On Thu, Aug 15, 2024 at 2:18 AM Edgecombe, Rick P rick.p.edgecombe@intel.com wrote:
On Thu, 2024-08-08 at 09:15 +0100, Mark Brown wrote:
if (access_remote_vm(mm, addr, &val, sizeof(val),
FOLL_FORCE | FOLL_WRITE) != sizeof(val))
goto out;
The GUPs still seem a bit unfortunate for a couple reasons:
- We could do a CMPXCHG version and are just not (I see ARM has identical code
in gcs_consume_token()). It's not the only race like this though FWIW.
- I *think* this is the only unprivileged FOLL_FORCE that can write to the
current process in the kernel. As is, it could be used on normal RO mappings, at least in a limited way. Maybe another point for the VMA check. We'd want to check that it is normal shadow stack?
Yeah, having a FOLL_FORCE write in clone3 would be a weakness for userspace CFI and probably make it possible to violate mseal() restrictions that are supposed to enforce that address space regions are read-only.

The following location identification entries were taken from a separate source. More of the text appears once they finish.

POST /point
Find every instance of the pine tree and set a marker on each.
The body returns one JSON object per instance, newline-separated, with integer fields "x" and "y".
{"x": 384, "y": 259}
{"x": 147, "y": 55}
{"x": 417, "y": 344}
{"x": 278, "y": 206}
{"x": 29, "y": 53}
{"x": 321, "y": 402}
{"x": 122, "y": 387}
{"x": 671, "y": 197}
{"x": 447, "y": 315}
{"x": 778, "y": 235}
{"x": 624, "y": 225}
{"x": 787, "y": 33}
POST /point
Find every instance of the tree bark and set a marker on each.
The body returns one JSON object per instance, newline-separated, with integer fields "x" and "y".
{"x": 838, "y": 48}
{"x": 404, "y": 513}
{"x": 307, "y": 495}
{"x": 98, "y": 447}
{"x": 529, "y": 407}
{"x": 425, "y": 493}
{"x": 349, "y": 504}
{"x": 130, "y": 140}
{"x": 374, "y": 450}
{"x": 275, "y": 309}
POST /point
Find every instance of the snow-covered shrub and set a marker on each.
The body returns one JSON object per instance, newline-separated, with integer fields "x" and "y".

- Lingering doubts about the wisdom of doing GUPs during task creation.
I don't think they are show stoppers, but the VMA check would be nice to have in the first upstream support.
[...]
+static void shstk_post_fork(struct task_struct *p,
struct kernel_clone_args *args)
+{
if (!IS_ENABLED(CONFIG_ARCH_HAS_USER_SHADOW_STACK))
return;
if (!args->shadow_stack)
return;
if (arch_shstk_post_fork(p, args) != 0)
force_sig_fault_to_task(SIGSEGV, SEGV_CPERR, NULL, p);
+}
Hmm, is this forcing the signal on the new task, which is set up on a user provided shadow stack that failed the token check? It would handle the signal with an arbitrary SSP then I think. We should probably fail the clone call in the parent instead, which can be done by doing the work in copy_process(). Do you see a problem with doing it at the end of copy_process()? I don't know if there could be ordering constraints.
FWIW I think we have things like force_fatal_sig() and force_exit_sig() to send signals that userspace can't catch with signal handlers - if you have to do the copying after the new task has been set up, something along those lines might be the right way to kill the child.
Though, did anyone in the thread yet suggest that you could do this before the child process has fully materialized but after the child MM has been set up? Somewhere in copy_process() between copy_mm() and the "/* No more failure paths after this point. */" comment?